PDA

View Full Version : Low ROC and Correct Classification Ratio --- Overfitting ?



ttoulliu2002
07-24-2007, 12:17 AM
Hi:

I am using weka 3.5.6 for a classification problem.
It is a 38 samples with 7129 attributes. I used 10 fold
cross validation to create model for the classification.
The ROC is about 0.9+ But as I used another independent
test data set 34 samples with 7129 attributes. I got
very low ROC value about 0.5. I have tried to use all
algorithms for the classification. However, all of them
showed the same issue. Low ROC for test data set.
It seems overfitting but failed at test data set. I am
pasting one of my results below.
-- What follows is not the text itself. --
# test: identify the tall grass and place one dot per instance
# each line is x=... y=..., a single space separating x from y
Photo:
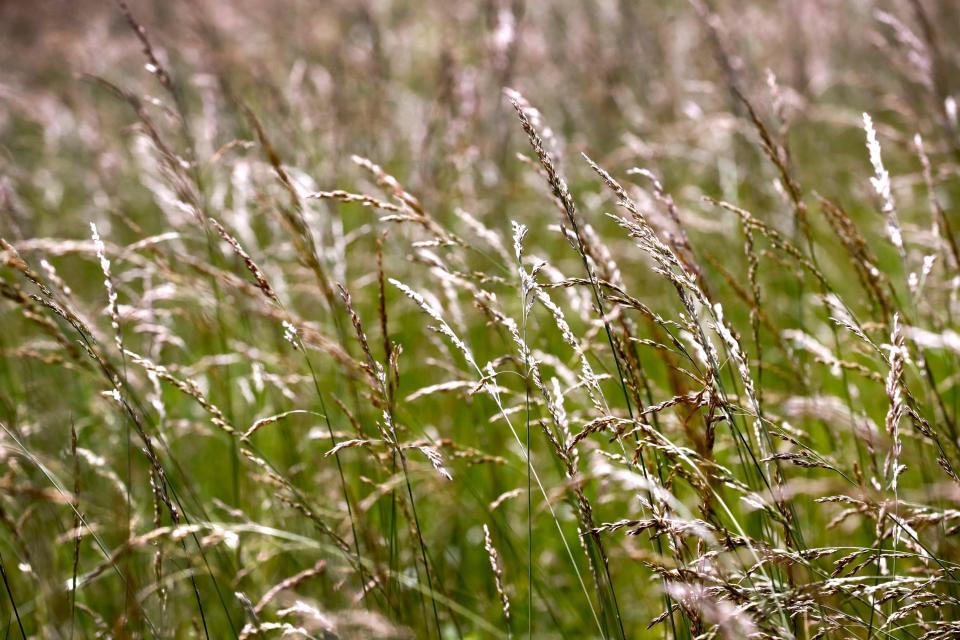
x=462 y=320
How to resolve this
issue

Scheme: weka.classifiers.functions.SMO -C 1.0 -L 0.0010 -P 1.0E-12 -N 0 -V -1 -W 1 -K " weka.classifiers.functions.supportVector.PolyKernel -C 250007 -E 1.0"
Relation: cancer
Instances: 38
Attributes: 7130
[list of attributes omitted]
Test mode: 10-fold cross-validation

=== Classifier model (full training set) ===

SMO

Kernel used:
Linear Kernel: K(x,y) = <x,y>

Classifier for classes: A, B

BinarySMO

Machine linear: showing attribute weights, not support vectors.

0.0054 * (normalized) X1
+ 0.0017 * (normalized) X2

- 0.4598

Number of kernel evaluations: 647 (94.086% cached)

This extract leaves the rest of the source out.